The DARPA NMS Campus Network Instrumented with CAPE

Fig. 8. The DARPA NMS Campus Network Instrumented with CAPE

  We ran three tests. As the baseline, we took out the CAPE device and simply ran the simulation. For comparison, in the second test we emulated the CAPE device but programmed it to forward all the traffic without inspecting the content. In the third test we configured the CAPE device to allow only one outstanding request from a client to reach the server and the rest were cached inside the CAPE device. When the server streamed the video back to the client, CAPE replicated the video stream to all other clients who also requested the video download. In this way, the network path between the CAPE device and the server was only burdened with one video stream and better performance was expected.

  We ran the experiments on the same AMD machines with a gigabit connection as in the previous section. We varied the number of clients N from 5 to 160, resulting an aggregate traffic of 4 to 128 Mb/s. We found the python-based software CAPE device was unable to process packets at a rate higher than 4K packets/s without significantly dropping them. There­fore, for experiments with more than 40 clients, the speed of the real-time simulator was throttled down to accommodate the slow processing of the CAPE device.

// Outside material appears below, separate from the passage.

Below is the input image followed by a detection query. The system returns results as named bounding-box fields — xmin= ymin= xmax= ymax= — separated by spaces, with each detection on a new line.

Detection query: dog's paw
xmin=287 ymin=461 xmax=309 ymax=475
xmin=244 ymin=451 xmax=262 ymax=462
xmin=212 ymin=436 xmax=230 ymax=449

Figure 9 shows that, as expected, the packet loss rate (averaged over 10 runs) increases with the increase of clients when content distribution is disabled. The results from simulation and emulation are statistically indistinguishable. When replication is activated in CAPE, however, the loss rate remains stable, implying that the packet losses occur primarily at the network segment between the CAPE device and the streaming video server.

Using CAPE Content Distribution to Reduce Packet Loss

Fig. 9. Using CAPE Content Distribution to Reduce Packet Loss



VI. Conclusions and Future Work

  An important aspect of our emulation infrastructure is the use of an existing VPN framework, thus allowing us to inherit its important properties to derive a flexible, portable, scalable, and secure implementation of a simulation gateway between the network applications and the real-time simulator. Alterna­tively, one could modify kernel modules to arrive at the same functionality and possibly with marginally better performance, albeit at the cost of less portability and maintainability.

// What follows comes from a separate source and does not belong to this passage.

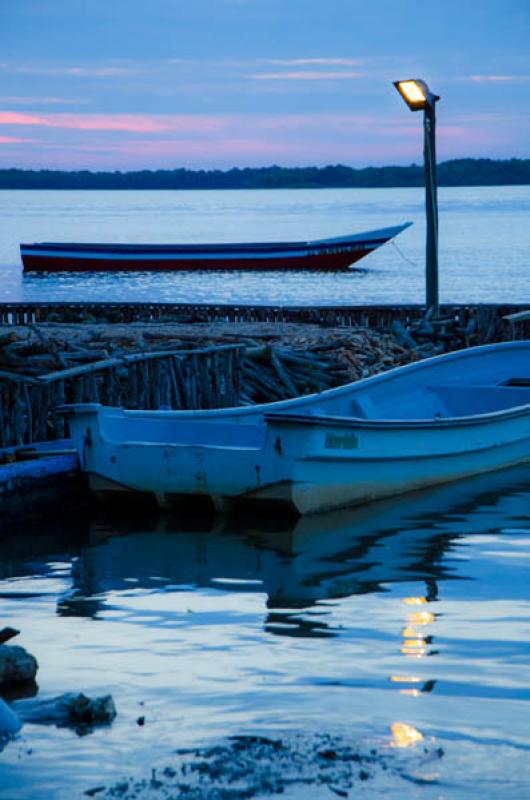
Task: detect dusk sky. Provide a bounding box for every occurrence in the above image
[0,0,530,170]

  Our implementation allows client machines to choose ran­domly among multiple simulation gateways (i.e., a VPN server farm) to connect to the simulator. Such choices can be altered during the simulation. That is, a client machine can sever a connection at run time and then reconnect to the simulator via another simulation gateway. Although this arrangement is expected to improve the scalability of the emulation infras­tructure, we did not conduct any extensive test due to the limitations of our current physical testbed. We plan to conduct further scalability tests in the near future. We also plan to investigate other criteria that can be used by client machines to select among multiple simulation gateways. For example, client connections can be differentiated by the bandwidth and latency requirements: a client running applications with a more stringent quality-of-service requirement should be assigned to a simulation gateway with higher bandwidth and lower latency. Furthermore, we plan to investigate dynamic traffic load balancing schemes and fault tolerance measures.

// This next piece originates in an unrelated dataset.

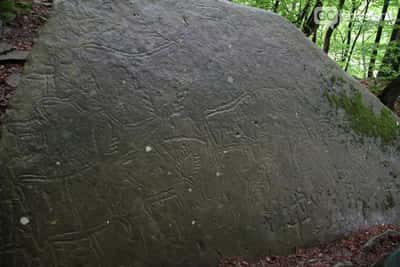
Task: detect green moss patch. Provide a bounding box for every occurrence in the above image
[327,93,400,143]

  Our emulation infrastructure will be used as the basic building block of an emulation testbed where physical net­works can fully interact with virtual networks in a truly immersive network environment for prototyping, testing, and evaluating network applications, protocols, and services. Our work reported in this paper is only the beginning.

Acknowledgments

  This research is supported in part by a National Science Foundation Career grant CNS-0546712. The authors would like to thank the San Diego Supercomputer Center (SDSC) for allowing access to the computing resources and Northrop Grumman Corporation for the CAPE device prototype. And thanks to Phil Romig and Mike Colagrosso, who helped set up the physical testbed.